A Journey of a Thousand Miles

Genome replication

Genome replication is one of the most important tasks carried out in the cell. Before a cell can divide, it must first replicate its genome so that each of the two daughter cells inherits its own copy. In 1953, James Watson and Francis Crick completed their landmark paper on the DNA double helix with a now-famous quote, “It has not escaped our notice that the specific pairing we have postulated immediately suggests a possible copying mechanism for the genetic material.”

They conjectured that the two strands of the parent DNA molecule unwind during replication, and then each parent strand acts as a template for the synthesis of a new strand. As a result, the replication process begins with a pair of complementary strands of DNA and ends with two pairs of complementary strands, as shown in the figure below.
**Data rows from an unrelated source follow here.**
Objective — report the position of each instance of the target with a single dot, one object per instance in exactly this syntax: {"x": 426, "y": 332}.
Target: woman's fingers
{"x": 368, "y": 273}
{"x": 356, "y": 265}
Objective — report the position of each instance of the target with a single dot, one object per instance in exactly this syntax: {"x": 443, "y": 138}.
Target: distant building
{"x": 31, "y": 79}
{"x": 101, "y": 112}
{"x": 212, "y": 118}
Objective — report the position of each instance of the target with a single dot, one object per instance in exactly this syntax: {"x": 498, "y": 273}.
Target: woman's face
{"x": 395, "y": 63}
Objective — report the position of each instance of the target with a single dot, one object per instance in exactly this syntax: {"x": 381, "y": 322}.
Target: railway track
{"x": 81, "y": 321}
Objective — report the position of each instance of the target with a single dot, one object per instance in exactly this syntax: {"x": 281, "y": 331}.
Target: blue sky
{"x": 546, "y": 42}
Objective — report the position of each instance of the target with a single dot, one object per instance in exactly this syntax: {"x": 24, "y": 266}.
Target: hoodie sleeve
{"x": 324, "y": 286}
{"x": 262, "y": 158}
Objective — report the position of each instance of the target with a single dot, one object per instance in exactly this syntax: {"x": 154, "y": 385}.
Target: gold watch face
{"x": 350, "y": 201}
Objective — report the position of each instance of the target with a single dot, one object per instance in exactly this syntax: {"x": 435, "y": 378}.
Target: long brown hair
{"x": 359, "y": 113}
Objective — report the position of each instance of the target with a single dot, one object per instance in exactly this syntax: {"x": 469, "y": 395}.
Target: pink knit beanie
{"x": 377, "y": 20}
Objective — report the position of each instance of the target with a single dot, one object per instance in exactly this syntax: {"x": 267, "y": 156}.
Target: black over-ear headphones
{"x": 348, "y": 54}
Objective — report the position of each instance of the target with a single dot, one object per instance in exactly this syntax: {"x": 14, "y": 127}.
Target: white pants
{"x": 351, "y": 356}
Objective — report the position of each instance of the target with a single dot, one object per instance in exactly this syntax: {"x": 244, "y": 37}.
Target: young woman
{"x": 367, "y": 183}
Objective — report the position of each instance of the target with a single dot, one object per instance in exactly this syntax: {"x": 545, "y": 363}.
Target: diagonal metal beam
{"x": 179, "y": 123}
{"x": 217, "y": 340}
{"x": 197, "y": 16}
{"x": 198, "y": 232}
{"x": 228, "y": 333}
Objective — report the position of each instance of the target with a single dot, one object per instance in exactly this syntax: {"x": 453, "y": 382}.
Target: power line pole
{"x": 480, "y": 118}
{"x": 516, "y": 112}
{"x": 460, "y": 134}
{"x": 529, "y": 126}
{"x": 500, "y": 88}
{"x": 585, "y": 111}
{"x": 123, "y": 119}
Although the above figure models DNA replication on a simple level, the details of replication turned out to be much more intricate than Watson and Crick imagined; as we’ll see, an astounding amount of molecular logistics is required to ensure DNA replication.

At first glance, a computer scientist might not imagine that these details have any computational relevance. To mimic the process in the above figure algorithmically, we only need to take a string representing the genome and return a copy of it! Yet, if we take the time to review the underlying biological process, we’ll be rewarded with new algorithmic insights into analyzing replication.

Replication origin

Replication begins in a genomic region called the replication origin (denoted ori) and is performed by molecular copy machines called DNA polymerases. Locating ori presents an important task not only for understanding how cells replicate but also for various biomedical problems. For example, some gene therapy methods use genetically engineered mini-genomes, which are called viral vectors because they’re able to penetrate cell walls (just like real viruses). Viral vectors carrying artificial genes have been used in agriculture to engineer frost-resistant tomatoes and pesticide-resistant corn.

In 1990, gene therapy was first successfully performed on humans when it saved the life of a four-year-old girl suffering from Severe Combined Immunodeficiency Disorder; the girl had been so vulnerable to infections that she was forced to live in a sterile environment.

The idea of gene therapy is to intentionally infect a patient who lacks a crucial gene with a viral vector containing an artificial gene that encodes a therapeutic protein. Once inside the cell, the vector replicates and eventually produces many copies of the therapeutic protein, which in turn treats the patient’s disease. To ensure that the vector actually replicates inside the cell, biologists must know where ori is in the vector’s genome and ensure that the genetic manipulations that they perform don’t affect it.